Just under two years later, on 7 August 1950, Sterlet was ordered reactivated. She was recommissioned at Mare Island on 26 August 1950. On 25 September, she headed for San Diego where she conducted a month of training. In December, she shifted to Long Beach, California, where she became one of the stars in the motion picture Submarine Command with William Holden and William Bendix.

Sterlet resumed operations along the West Coast early in 1951 and that employment continued until January 1953, when she was deployed to the Far East. On this cruise, she joined in hunter-killer exercises, visited Chichi Jima, Atami, Japan, and Buckner Bay, Okinawa; and conducted photographic reconnaissance on Marcus Island. She returned to San Diego, California, on 23 June and resumed West Coast operations.

In August 1954, Sterlet exchanged crews and homeports with .
On 13 September, she reported for duty to Submarine Squadron 1 at Pearl Harbor. For the remainder of her Navy career, Sterlet was home ported at Pearl Harbor. Between 1954 and 1968, she alternated operations in the Hawaiian Islands with nine deployments to the western Pacific with the Seventh Fleet. On these cruises, usually of approximately six months duration, she participated in a host of exercises and war game problems and visited most major ports in the Far East, particularly those in Japan, Taiwan, China and in some of the Central Pacific islands.

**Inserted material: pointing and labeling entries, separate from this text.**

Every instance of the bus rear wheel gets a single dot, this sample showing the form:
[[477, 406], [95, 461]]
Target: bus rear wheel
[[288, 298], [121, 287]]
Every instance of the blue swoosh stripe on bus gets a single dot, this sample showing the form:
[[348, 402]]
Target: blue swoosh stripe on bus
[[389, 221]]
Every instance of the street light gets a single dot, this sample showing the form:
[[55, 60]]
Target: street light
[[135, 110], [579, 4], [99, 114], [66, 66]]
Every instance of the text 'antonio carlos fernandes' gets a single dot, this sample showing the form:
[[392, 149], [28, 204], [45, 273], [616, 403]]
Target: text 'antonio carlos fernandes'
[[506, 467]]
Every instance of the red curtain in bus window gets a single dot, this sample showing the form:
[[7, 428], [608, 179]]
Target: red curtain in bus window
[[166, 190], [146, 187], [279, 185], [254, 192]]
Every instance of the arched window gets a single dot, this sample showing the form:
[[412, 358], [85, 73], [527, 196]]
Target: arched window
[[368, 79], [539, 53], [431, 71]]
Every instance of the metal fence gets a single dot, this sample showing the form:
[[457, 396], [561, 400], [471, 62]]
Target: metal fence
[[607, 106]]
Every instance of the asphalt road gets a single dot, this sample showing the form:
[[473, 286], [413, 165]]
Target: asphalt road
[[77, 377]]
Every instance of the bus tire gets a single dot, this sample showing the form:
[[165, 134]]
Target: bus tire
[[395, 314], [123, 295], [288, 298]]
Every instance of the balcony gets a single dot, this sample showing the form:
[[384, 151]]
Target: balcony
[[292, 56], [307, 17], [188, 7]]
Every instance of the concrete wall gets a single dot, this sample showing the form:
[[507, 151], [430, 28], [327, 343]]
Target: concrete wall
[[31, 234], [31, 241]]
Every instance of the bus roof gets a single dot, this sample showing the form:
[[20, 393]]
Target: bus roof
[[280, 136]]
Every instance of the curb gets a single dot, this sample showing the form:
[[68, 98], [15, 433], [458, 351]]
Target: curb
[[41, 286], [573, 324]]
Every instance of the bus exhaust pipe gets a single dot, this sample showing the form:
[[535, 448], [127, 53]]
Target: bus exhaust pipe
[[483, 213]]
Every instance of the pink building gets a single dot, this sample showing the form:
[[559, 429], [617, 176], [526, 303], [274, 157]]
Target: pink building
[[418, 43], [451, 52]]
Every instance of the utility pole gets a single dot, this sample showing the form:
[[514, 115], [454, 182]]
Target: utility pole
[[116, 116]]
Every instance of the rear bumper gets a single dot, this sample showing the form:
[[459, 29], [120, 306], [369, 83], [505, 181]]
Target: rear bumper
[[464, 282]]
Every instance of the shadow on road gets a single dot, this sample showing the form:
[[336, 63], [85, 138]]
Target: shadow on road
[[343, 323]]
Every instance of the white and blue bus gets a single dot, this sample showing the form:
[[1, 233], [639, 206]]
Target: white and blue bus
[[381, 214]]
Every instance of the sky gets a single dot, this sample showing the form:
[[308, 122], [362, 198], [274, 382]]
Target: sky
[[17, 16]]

After her return from her final deployment in the summer of 1968, Sterlet was found to be unfit for further naval service. Accordingly, she was decommissioned on 30 September 1968, and her name was struck from the Naval Vessel Register on the following day. She rendered her last service to the Navy on 31 January 1969 when she was sunk as a target by the nuclear-powered submarine .

==Honors and awards==
Sterlet was awarded six battle stars for World War II service.